Development of a Data-Driven Lightning Scheme for Implementation in Global Climate Models

Abstract

This study proposes a new lightning scheme applicable at the global scale, predicting lightning rates from climatic variables. Using satellite lightning records spanning a period of 29 years, we apply machine learning methods to derive a functional relationship between lightning and climate reanalysis data. In particular, we design a tree-based regression scheme, representing different lightning regimes with separate single hidden layer neural networks of low dimensionality. We apply multiple complexity constraints in the development stages, which makes our lightning scheme straightforward to implement within global climate models (GCMs).

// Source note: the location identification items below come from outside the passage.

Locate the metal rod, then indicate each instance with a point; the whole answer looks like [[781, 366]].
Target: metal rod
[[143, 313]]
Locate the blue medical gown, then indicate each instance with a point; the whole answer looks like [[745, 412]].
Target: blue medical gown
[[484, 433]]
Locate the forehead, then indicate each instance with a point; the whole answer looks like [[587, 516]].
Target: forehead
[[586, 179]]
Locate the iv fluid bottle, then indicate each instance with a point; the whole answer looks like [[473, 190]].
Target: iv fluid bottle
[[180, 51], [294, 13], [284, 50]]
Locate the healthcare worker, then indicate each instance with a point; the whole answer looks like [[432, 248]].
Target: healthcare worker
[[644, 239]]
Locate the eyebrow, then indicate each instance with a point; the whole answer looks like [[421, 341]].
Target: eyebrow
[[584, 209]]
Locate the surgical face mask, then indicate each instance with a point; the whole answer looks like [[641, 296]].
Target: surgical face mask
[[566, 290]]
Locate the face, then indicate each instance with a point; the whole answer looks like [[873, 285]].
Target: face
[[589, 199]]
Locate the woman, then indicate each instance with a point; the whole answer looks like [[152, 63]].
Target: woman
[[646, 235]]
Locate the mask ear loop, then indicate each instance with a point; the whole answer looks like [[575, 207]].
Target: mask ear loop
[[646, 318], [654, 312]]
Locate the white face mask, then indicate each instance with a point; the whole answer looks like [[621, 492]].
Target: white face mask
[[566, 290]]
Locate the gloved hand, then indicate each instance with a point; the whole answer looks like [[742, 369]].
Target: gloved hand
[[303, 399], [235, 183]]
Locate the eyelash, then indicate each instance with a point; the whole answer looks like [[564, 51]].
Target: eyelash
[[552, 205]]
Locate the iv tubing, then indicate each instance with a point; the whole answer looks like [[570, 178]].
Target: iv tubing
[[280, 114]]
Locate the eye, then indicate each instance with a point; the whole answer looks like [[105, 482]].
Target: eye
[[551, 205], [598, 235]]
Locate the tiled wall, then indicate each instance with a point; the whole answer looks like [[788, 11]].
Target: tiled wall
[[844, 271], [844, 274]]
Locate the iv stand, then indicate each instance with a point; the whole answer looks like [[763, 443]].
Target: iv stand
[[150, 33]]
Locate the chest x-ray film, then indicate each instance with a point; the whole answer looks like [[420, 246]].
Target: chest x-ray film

We demonstrate that, for years not used for training, our lightning scheme captures $71.8\%$ of the daily global spatio-temporal lightning variability, which corresponds to a $>43\%$ relative improvement compared to well-established lightning schemes. Similarly, the scheme correlates well with lightning observations for the monthly climatology $\left(r>0.92\right)$, inter-annual variability $\left(r>0.76\right)$, and latitudinal and longitudinal distributions $\left(r>0.87\right)$. Most notably, the lightning scheme brings a critical improvement in representing lightning magnitude and variability in the three tropical lightning chimney regions: central Africa, the Amazon, and the Maritime Continent. We implement the lightning scheme in the Community Earth System Model to verify its stability and performance as a GCM component, and we provide detailed implementation guidelines. As an intermediate approach between high-dimensional machine learning models and first-order lightning parameterizations, our lightning scheme offers GCMs a straightforward and efficient tool to improve lightning simulation, which is critical for representing atmospheric chemistry and naturally ignited wildfires.